Unions back bill to give immigrants legal representation in New York
The Access to Representation Act would help people facing deportation if they fall below a certain income level.
Legislation that would help provide immigrants lawyers in deportation cases has gained some powerful new backers. Four prominent unions have asked Gov. Kathy Hochul for support in passing the Access to Representation Act, which would afford low-income immigrant New Yorkers the right to an attorney for immigration proceedings.
The influential New York Nurses Association, District Council 37, 32BJ and Hotel and Gaming Trades Council signed on to a letter sent to the governor on Tuesday, voicing their support for the bill that has yet to pass either chamber of the Legislature yet. “With more than one quarter of
New York’s workforce consisting of immigrants, many people targeted by immigration
enforcement for deportation are our members or family members of our members,” the previously unreported letter reads. “Losing them hits home.” Specifically, the unions are asking that Hochul commit $55 million to pay for lawyers in the upcoming fiscal year, in addition to supporting the passage of the legislation itself.
Under the Access to Representation Act, sponsored by state Sen.

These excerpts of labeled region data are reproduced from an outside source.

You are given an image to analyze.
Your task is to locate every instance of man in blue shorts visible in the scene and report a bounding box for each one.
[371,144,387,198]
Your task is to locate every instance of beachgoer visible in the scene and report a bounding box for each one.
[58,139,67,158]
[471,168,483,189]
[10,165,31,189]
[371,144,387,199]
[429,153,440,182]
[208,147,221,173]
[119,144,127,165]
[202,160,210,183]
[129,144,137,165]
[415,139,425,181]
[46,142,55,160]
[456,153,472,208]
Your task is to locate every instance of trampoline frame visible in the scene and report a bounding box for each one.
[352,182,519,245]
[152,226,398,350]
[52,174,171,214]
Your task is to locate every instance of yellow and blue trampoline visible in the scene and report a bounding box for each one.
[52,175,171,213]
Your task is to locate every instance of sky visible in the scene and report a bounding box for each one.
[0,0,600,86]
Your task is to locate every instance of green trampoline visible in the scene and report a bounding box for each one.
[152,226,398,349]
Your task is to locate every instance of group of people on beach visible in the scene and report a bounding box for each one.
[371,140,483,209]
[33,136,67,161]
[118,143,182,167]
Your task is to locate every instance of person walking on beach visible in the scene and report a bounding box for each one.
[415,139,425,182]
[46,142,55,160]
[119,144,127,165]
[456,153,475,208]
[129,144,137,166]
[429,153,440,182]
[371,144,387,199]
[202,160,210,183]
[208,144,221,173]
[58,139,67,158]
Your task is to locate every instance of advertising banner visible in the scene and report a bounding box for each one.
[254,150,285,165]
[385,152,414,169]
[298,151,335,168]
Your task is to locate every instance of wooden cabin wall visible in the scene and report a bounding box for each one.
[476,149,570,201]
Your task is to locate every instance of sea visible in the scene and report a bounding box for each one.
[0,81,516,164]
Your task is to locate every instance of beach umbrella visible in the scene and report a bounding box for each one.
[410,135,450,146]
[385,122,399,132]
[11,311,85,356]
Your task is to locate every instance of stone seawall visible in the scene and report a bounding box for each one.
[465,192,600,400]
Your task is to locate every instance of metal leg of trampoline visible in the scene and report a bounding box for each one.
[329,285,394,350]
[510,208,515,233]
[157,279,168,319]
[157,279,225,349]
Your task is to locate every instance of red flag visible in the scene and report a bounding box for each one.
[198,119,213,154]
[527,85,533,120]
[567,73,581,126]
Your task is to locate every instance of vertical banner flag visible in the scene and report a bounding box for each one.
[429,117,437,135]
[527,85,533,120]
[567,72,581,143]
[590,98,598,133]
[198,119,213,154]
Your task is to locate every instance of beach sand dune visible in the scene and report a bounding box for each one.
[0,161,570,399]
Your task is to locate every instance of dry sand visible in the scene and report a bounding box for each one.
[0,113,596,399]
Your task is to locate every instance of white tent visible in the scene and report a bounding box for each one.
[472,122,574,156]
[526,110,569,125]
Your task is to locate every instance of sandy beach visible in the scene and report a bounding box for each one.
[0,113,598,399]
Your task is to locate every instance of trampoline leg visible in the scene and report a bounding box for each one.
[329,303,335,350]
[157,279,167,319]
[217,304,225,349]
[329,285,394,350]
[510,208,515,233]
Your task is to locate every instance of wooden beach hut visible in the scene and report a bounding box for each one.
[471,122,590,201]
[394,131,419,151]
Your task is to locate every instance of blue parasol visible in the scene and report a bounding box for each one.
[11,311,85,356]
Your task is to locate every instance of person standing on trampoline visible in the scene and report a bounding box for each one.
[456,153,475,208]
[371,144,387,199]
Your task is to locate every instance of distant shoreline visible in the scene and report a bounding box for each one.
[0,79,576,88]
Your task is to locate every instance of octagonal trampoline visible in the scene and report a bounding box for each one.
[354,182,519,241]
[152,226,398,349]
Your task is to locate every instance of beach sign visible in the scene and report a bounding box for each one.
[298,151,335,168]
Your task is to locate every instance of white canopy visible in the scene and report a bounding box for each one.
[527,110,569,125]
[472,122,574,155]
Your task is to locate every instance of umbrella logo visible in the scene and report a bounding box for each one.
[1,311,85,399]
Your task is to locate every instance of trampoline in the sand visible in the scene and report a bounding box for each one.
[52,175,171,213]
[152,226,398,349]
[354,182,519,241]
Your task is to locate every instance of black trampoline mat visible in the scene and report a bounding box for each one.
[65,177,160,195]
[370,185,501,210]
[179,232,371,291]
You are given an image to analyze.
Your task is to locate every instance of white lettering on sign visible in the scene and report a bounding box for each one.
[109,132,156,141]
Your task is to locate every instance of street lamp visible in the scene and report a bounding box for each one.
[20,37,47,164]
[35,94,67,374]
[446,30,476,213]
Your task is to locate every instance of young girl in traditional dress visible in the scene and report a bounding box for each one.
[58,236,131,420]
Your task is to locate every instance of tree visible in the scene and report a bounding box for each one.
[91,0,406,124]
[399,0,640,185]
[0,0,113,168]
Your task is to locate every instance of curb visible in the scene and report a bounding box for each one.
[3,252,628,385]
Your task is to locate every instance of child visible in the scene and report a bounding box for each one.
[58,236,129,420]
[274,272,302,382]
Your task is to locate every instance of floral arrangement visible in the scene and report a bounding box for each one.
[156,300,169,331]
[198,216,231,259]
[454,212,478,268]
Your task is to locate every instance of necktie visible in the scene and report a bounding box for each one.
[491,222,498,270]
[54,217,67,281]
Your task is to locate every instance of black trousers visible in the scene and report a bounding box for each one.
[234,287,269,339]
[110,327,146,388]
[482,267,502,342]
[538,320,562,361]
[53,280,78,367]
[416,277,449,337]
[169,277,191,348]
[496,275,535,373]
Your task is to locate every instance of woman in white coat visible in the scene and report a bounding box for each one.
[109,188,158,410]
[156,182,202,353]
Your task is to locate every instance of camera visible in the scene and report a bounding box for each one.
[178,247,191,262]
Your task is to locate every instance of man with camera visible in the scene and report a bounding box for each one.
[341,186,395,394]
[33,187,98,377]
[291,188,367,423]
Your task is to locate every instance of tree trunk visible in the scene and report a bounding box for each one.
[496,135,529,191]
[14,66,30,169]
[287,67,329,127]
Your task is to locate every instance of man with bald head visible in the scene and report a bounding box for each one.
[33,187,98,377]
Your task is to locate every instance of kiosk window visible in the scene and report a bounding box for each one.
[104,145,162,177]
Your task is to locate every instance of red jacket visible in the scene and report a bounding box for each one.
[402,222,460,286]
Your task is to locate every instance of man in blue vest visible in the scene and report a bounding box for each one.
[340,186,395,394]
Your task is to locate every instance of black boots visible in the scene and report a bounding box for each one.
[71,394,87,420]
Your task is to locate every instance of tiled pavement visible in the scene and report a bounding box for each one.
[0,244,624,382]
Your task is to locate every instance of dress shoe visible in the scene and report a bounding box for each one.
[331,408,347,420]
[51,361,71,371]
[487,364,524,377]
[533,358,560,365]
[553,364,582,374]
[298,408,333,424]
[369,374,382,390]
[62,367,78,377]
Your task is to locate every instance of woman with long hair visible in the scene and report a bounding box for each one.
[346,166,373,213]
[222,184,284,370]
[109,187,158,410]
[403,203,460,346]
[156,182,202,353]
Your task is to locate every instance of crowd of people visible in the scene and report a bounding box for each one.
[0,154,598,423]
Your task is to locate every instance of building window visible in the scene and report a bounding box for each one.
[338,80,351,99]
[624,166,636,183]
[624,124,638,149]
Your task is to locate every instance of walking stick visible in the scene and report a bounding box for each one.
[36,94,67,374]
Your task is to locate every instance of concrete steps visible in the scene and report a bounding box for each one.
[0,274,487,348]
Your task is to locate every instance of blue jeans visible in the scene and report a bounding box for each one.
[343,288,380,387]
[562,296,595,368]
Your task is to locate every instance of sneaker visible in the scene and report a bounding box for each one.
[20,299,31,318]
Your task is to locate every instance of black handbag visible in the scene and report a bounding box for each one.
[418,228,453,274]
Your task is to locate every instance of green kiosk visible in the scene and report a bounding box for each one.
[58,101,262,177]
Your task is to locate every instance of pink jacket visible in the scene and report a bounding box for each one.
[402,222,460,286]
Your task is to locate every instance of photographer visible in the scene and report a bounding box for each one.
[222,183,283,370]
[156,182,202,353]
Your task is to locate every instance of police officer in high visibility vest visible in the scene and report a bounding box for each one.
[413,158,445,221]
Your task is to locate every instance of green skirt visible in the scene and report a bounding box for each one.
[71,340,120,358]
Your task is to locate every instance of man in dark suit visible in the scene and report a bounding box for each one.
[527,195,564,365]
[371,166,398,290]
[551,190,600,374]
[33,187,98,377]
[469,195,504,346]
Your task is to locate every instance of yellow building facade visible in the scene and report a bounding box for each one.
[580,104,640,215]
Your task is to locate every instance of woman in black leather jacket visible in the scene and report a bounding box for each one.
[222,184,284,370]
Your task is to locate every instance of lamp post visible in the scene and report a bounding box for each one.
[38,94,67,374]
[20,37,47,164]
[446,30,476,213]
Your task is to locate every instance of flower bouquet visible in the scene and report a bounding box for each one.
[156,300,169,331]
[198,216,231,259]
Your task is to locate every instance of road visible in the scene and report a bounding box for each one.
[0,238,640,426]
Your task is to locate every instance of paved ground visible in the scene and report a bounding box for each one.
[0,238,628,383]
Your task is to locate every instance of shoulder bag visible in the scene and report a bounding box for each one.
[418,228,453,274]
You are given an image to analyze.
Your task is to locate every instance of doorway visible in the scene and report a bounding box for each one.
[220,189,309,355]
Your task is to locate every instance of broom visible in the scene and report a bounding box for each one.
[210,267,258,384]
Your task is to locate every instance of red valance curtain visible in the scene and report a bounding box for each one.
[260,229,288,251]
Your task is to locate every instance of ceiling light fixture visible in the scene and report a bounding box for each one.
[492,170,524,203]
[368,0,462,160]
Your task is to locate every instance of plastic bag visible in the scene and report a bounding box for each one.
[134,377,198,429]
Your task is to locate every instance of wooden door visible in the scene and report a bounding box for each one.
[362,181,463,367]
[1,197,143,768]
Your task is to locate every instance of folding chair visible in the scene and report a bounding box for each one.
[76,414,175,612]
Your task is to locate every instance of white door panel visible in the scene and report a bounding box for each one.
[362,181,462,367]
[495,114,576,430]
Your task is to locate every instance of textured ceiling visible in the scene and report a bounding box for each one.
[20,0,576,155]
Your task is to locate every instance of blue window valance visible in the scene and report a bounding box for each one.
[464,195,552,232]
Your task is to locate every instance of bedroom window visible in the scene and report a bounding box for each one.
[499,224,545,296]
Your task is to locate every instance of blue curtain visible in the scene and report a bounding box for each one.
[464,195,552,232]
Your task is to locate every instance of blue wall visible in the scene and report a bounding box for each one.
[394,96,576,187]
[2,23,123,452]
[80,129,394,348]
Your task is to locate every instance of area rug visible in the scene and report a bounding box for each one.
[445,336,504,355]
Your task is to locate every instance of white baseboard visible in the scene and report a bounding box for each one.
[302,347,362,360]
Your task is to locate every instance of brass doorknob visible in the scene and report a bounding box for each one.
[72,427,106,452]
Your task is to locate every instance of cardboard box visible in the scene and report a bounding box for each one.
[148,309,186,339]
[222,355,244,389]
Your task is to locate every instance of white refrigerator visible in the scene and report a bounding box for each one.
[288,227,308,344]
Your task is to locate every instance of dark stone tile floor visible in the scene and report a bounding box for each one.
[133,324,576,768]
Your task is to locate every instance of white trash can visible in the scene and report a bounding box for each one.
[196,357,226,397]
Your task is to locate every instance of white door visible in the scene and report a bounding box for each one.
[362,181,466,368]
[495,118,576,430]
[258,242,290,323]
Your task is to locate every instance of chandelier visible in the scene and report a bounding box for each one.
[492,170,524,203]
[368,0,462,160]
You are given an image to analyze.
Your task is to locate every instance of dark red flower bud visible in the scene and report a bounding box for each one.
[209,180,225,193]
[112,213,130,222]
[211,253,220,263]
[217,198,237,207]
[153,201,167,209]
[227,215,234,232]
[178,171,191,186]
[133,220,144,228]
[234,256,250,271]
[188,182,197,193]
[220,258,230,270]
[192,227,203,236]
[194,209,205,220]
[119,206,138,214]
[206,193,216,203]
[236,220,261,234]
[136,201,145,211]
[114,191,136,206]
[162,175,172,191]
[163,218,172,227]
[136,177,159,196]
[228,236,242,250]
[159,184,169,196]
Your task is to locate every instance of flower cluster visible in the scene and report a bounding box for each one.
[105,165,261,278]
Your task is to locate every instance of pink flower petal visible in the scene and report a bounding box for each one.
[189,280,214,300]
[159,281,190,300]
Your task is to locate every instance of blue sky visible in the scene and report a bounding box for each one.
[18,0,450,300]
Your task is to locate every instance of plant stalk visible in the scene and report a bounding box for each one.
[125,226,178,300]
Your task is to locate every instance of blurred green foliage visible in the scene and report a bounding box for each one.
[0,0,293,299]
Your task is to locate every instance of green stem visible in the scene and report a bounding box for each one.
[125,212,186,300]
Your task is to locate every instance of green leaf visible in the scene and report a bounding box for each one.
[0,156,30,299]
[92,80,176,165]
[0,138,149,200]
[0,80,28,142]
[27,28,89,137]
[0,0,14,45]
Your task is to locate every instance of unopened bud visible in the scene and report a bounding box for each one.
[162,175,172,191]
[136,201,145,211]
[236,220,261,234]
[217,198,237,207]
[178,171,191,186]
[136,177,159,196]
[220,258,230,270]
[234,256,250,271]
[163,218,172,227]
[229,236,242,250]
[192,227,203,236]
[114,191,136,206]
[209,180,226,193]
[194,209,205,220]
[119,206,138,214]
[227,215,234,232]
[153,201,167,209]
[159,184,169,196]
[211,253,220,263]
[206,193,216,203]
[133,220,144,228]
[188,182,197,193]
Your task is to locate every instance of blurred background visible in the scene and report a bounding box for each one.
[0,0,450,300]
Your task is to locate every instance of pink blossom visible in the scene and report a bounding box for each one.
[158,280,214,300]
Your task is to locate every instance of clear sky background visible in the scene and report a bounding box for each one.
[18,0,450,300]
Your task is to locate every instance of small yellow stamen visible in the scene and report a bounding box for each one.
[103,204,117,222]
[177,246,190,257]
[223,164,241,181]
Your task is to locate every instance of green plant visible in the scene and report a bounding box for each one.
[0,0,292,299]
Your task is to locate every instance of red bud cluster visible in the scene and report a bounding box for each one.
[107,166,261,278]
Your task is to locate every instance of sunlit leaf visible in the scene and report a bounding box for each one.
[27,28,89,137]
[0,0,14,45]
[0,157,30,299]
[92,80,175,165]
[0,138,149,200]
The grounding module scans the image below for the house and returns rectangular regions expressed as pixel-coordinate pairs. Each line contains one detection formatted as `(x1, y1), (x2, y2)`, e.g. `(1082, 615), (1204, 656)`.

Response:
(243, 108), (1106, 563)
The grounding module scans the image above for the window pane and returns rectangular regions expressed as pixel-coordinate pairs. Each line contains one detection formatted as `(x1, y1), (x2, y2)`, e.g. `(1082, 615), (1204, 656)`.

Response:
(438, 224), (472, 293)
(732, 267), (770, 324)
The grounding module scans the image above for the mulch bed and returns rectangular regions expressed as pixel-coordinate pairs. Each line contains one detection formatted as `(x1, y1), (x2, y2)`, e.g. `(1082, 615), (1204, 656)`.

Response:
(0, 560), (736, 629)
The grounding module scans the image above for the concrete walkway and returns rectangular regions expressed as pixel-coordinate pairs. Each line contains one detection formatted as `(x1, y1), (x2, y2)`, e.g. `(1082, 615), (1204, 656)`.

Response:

Brad Hoylman-Sigal and Assembly Member Catalina Cruz, any immigrant New Yorker making up to twice the poverty line would have the right to an attorney if facing deportation or otherwise find themselves in federal immigration court, paid for by the state. “Our partners in labor are once again standing up for immigrant communities by recognizing the need for legal services,” Cruz said in a text to City & State. “Ensuring immigrant families facing deportation have a real chance to stay together requires a lawyer, ensuring their constitutional rights requires a lawyer.” Currently, the right to a lawyer is only guaranteed in criminal cases statewide, although a New York City program affords low-income residents the right to an attorney in housing court.
The new union support comes at a tense time for Hochul and labor. Several prominent unions, including 32BJ, have criticized the governor for her pick of Justice Hector LaSalle for chief judge despite their misgivings about his record on labor cases. More recently, Hochul has drawn the ire of both New York State United Teachers, the state’s major teachers union, and the United Federation of Teachers, the city’s union, for her proposal to lift the charter school cap in New York City.